One system that is not, and will not be, supported is the so-called Extended Wylie. This blight on Tibetology includes the use of plus-signs as part of words to indicate that one character is written above another, such as in the Tibetan transliteration of the Sanskrit word for lotus: "padma"; in Extended Wylie this is written as "pad+ma". This gratuitous nonsense is not only ugly and totally unnecessary, it betrays a complete lack of understanding of the internet and how searching works. For example, there are many examples of Extended Wylie out there on the internet, and large numbers of uses of the word "padma" with the plus-sign. But try searching for "pad+ma", and see how many you can find.

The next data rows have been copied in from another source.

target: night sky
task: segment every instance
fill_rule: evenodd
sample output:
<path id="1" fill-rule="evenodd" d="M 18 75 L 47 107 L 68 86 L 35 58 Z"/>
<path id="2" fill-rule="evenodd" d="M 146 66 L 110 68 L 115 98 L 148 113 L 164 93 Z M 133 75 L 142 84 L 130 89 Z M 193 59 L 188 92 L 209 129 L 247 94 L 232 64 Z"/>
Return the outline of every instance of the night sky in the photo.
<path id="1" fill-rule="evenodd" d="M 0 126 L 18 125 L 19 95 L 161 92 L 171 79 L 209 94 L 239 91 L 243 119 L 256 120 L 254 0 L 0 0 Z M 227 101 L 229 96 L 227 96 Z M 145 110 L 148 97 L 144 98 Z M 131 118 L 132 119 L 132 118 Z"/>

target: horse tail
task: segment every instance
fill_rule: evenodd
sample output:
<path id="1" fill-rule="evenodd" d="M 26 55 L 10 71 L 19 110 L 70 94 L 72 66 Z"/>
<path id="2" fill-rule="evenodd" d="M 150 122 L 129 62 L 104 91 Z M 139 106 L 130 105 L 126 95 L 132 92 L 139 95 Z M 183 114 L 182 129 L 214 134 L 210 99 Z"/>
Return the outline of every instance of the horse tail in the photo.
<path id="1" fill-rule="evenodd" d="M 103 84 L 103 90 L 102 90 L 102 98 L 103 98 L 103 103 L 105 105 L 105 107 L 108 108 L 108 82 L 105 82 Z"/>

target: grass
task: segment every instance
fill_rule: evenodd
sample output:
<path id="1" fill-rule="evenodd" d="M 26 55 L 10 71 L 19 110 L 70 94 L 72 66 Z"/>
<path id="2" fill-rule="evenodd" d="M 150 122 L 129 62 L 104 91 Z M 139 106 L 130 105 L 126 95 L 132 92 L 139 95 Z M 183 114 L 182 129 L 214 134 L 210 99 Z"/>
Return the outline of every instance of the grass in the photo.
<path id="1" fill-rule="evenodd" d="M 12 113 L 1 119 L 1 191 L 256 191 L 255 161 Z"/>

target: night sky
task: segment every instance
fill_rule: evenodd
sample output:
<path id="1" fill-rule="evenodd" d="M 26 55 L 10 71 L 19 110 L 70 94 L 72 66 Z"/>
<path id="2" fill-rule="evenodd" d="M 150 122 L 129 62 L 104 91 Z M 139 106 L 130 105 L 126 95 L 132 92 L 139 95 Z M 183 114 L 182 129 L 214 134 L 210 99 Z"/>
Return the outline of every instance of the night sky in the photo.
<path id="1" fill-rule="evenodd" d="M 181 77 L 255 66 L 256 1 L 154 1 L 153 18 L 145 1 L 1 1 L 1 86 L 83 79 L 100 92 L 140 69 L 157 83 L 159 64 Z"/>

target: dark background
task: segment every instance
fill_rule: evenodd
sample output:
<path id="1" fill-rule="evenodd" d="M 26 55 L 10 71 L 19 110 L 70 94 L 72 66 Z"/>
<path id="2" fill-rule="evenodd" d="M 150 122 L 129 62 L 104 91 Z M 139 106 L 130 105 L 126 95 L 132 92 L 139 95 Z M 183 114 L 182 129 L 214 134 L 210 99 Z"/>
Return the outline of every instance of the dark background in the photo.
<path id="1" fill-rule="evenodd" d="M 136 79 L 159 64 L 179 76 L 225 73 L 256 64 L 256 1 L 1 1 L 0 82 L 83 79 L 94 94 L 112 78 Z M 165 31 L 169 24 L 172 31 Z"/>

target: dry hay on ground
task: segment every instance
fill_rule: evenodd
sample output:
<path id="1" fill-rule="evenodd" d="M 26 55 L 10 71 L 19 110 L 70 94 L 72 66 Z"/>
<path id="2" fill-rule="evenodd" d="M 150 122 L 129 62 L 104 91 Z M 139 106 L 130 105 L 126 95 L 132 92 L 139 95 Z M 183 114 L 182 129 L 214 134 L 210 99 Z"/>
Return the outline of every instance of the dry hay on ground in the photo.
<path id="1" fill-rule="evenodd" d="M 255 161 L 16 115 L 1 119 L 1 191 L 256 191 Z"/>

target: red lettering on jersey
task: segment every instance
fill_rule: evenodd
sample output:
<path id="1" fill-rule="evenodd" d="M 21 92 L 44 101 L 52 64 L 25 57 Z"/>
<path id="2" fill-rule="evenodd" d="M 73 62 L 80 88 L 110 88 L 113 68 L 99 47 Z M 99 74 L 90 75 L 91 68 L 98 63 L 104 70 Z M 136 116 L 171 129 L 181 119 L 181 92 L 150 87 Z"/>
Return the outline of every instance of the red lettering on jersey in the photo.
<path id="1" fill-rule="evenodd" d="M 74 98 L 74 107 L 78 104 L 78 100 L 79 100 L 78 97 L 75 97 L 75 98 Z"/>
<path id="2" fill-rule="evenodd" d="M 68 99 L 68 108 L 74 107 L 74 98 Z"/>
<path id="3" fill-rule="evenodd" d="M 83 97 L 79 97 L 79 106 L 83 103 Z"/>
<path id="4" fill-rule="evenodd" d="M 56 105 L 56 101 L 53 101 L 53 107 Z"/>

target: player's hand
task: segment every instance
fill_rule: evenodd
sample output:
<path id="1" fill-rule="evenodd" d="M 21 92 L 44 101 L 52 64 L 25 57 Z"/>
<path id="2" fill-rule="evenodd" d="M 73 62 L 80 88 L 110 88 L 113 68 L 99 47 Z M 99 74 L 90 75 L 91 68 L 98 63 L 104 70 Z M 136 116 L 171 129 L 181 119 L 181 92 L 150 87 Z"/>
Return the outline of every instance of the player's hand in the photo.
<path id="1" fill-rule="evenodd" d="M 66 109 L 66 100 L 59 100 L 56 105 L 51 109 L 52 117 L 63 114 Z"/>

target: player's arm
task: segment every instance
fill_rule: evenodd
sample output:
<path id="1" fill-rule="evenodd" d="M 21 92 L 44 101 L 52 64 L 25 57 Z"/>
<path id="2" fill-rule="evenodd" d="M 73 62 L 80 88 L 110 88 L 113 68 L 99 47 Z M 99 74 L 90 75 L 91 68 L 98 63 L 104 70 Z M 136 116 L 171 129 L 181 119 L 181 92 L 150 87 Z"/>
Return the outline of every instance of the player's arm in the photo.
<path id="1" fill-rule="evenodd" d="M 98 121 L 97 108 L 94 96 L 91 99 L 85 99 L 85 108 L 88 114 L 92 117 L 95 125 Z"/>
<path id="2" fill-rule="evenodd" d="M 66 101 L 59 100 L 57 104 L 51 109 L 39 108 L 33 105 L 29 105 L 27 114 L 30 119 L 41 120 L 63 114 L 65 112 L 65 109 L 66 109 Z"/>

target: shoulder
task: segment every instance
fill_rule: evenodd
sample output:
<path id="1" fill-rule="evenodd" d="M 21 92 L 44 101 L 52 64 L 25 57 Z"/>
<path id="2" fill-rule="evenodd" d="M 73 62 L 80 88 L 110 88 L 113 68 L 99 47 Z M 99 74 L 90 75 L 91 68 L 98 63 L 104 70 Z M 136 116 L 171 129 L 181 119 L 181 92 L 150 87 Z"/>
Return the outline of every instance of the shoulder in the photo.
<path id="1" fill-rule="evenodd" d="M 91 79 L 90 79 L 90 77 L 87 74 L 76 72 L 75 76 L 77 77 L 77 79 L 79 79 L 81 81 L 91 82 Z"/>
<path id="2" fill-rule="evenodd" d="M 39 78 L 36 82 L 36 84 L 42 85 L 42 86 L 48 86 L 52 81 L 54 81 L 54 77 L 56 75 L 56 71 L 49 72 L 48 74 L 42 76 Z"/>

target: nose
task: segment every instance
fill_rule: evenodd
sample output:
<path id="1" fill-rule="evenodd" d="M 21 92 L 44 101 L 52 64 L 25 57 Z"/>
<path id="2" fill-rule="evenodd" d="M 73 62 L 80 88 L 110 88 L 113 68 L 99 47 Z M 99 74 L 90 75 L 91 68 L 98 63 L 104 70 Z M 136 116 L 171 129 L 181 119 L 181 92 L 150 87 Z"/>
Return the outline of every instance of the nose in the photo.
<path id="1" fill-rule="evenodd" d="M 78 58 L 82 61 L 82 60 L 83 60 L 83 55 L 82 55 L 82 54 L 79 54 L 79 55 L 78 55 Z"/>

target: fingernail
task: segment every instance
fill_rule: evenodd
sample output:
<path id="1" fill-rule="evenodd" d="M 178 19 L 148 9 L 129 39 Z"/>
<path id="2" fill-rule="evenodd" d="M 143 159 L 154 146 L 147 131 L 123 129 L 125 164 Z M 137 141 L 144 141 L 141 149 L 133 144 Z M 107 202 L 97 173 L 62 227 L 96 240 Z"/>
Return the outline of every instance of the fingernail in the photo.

Included with the software are several sample text files. Three of these, "test1.doc", "test2.doc" and "test3.txt", are versions of the same file, using different encodings for Sanskrit transliterations (prel2, Harvard-Kyoto and UTF-8, respectively). Other files included are:
4man_f.doc – a four maṇḍala offering ritual to Tārā.
21homage.doc – the famous 21 homages to Tārā.
stodchen.txt – Given the nature of this web site, something like this should be included. This is the "Great Praise" to the deities of the Kālacakra maṇḍala by Dolpopa Sherab Gyaltsen.
milald.txt – The Guruyoga practice of Milarepa.
All of these texts have been carefully edited and checked against multiple original versions; however, I am sure some errors still remain. Please contact if you can confirm such an error. Other texts will be added later.
The software is for Windows 32-bit, and has been developed using the Open Watcom C/C++ compiler version 1.9. The source code is made available under the terms of the MIT licence. Any comments, suggestions or bug reports, or if you would like to contribute some code, please contact Edward Henning.
Possible future changes
None of these are certain, but improvements under consideration are:
The ability to produce pdf files as output. This will most likely be limited to A3 and 11×17 paper sizes.
Fix the false positive errors on some Sankrit words.